The productions require little theater other than the actors’ monologues, slides projected on a wall or screen behind them and music to help present each story. They take place in intimate settings of a single classroom of maybe 15-20 students to auditoriums filled with as many as 100 or more students. The actors say the small classroom sessions sometimes produce the most intense interactions because the students in their smaller, tight-knit setting become less inhibited during the Q&A periods. 

A UMKC School of Medicine student stands in front of a screen that says "we're gonna get sick."

“It feels like we’re talking student to student,” said Madison Iskierka, also a fourth-year medical student. “It doesn’t feel like you’re sitting in a lecture listening to someone preach about whatever you’re learning. It’s very personal and I like that.”

Frank admits feeling some early awkwardness when talking about such a sensitive subject with a young audience. But that faded after a few presentations.

“It’s something that we need to make not weird,” he said. “We need to destigmatize all the sexual education about HIV and all other STDs. If we could make those things something that is easier to talk about and comes up in conversation more often, it would probably make people more aware and more willing to get tested and get treated if they do have something.”

The actors are trained to hit on a list of key points during the question and answer sessions to highlight abstinence as the only sure way to avoid contracting infections, as well as discussing risky behaviors and sources of transmitting the diseases.

“We wanted to do something that would have an impact. A lecture wasn’t going to do it. This was a perfect partnership...we brought the acting, they brought the medical content and credibility. That’s why it’s lasted so long.”
Joette Pelster, Coterie Theatre 

Krista Bricker, a fourth-year UMKC pharmacy student, was among the cast of student actors a year ago.
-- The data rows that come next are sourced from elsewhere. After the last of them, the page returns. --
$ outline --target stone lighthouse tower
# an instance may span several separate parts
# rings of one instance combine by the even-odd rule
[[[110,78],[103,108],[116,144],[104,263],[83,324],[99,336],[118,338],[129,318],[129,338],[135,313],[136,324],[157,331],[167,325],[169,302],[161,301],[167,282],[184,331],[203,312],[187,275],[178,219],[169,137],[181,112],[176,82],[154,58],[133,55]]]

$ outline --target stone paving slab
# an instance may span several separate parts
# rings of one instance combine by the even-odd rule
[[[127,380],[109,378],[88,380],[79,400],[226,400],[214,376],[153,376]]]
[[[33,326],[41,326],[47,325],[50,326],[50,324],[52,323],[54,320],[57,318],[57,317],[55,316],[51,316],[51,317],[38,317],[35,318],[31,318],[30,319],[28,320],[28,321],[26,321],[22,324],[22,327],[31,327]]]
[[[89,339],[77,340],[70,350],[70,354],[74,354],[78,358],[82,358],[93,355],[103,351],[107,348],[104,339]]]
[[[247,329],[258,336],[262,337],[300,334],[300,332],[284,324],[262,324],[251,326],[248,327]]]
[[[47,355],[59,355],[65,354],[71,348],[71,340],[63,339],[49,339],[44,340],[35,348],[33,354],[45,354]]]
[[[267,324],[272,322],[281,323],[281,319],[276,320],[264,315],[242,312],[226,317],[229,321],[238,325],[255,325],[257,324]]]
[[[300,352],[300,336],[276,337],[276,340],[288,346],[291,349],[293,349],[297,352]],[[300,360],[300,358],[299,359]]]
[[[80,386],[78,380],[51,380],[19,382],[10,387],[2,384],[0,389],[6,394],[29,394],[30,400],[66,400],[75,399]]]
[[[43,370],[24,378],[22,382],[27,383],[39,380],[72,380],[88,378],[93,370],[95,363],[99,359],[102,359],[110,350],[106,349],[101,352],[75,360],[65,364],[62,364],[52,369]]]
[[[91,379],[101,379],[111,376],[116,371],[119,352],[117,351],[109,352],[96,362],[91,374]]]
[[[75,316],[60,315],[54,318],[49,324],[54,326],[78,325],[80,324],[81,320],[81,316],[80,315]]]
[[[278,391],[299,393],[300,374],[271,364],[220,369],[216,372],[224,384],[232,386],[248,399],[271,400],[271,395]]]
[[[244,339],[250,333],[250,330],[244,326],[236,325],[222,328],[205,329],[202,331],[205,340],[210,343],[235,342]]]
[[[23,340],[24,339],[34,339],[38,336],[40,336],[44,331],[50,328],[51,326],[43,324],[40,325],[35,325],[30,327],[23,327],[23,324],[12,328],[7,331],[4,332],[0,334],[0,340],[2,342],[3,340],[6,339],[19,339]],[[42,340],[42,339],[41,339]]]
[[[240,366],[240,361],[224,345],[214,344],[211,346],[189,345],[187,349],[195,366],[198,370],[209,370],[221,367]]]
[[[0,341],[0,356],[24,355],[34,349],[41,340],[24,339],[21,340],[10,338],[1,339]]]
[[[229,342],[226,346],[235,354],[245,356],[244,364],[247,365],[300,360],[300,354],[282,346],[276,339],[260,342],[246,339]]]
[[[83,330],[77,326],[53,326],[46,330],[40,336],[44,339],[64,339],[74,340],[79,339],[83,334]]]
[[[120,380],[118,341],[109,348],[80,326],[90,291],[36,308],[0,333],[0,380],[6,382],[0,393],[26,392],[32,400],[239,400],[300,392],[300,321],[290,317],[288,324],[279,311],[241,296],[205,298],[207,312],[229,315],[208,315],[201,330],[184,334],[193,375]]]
She said she often leaned on her pharmacy background and honed in on the medications when sharing the hard reality of what is involved for patients living with these diseases.

“I would share with them that this is something you’ll have to take the rest of your life; you’re stuck with it,” she said. “Just being able to embed that in their memory by telling these kids was really helpful.”

Frank reflects on the story of the local teen he portrays. He is determined to get the details as perfect as possible during each presentation because if not, he says, “I’m messing up someone’s personal story.”

And for the young people hearing that story, Frank has one more message: “This could have been anyone. It could have been your classmate. It could have been you.”